«I didn’t offer to shake hands; no one would shake hands with a Jew»: Escapism and the Ideological Stance in Naomi Novik’s Spinning Silver

Sara González Bernárdez


Naomi Novik, an American writer of Lithuanian-Polish ascendency, is one of the most acclaimed voices in contemporary young-adult fantasy fiction. Her fantasies are heavily influenced by her cultural heritage, as well as by the fairy tale tradition, which becomes most obvious in her two standalone novels, Uprooted and the subject of this essay, Spinning Silver. As the quote chosen for this essay’s title demonstrates, Novik’s second standalone work constitutes one of the most obvious outward statements of an ideological stance as expressed within fantasy literature, as well as an example of what Jack Zipes (2006) called transfiguration: the rewriting and reworking of traditional tales in order to convey a different, more subversive message.

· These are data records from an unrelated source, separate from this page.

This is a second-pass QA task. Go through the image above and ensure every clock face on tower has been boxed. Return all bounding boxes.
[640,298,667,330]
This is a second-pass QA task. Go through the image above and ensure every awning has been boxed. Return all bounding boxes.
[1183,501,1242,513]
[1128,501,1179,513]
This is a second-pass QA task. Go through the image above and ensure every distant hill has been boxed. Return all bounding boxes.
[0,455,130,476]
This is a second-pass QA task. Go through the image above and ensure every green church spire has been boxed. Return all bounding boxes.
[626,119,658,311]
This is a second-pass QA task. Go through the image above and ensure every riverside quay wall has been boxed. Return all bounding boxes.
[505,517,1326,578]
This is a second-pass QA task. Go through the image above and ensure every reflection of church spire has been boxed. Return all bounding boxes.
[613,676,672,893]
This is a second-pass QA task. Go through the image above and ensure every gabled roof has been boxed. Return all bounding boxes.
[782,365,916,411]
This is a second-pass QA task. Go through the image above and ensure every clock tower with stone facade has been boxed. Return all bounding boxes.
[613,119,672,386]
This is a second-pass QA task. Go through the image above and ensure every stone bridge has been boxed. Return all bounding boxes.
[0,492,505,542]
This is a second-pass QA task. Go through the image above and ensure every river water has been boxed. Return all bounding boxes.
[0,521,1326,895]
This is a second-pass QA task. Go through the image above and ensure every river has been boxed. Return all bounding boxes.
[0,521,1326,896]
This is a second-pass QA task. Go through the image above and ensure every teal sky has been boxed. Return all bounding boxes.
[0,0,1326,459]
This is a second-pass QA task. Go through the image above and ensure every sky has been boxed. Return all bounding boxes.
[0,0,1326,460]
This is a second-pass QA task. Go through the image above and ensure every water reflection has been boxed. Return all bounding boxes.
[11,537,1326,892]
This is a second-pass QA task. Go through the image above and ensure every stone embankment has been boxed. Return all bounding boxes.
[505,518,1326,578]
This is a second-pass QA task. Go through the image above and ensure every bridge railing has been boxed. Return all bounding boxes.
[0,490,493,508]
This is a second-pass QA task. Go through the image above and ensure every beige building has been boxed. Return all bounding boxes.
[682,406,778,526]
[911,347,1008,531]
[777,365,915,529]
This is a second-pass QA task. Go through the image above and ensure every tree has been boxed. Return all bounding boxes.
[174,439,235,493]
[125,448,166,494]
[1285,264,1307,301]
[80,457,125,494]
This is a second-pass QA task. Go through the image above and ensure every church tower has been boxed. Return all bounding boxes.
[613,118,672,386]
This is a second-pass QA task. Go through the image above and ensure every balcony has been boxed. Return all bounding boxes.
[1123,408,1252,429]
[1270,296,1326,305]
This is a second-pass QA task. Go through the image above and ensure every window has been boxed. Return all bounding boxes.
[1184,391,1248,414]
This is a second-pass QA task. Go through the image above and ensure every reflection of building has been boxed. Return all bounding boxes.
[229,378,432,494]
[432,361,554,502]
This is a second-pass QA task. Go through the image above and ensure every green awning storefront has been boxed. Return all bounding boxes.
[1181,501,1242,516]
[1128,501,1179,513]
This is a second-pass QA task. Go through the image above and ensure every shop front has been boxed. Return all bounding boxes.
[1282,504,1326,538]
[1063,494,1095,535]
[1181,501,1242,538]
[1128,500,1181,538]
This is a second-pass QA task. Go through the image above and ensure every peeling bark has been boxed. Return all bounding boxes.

This paper considers how Novik’s retelling takes advantage of traditional fairy-tale elements to create an implicit critique of gender-based oppression, while at the same time, and much more overtly, denouncing racial and religious prejudice. The ideological stance thus conveyed is shown to be intended to have consequences for the reader and the world outside of the fiction.



ideology, fantasy, the fantastic, fairy-tale, anti-Semitism, gender.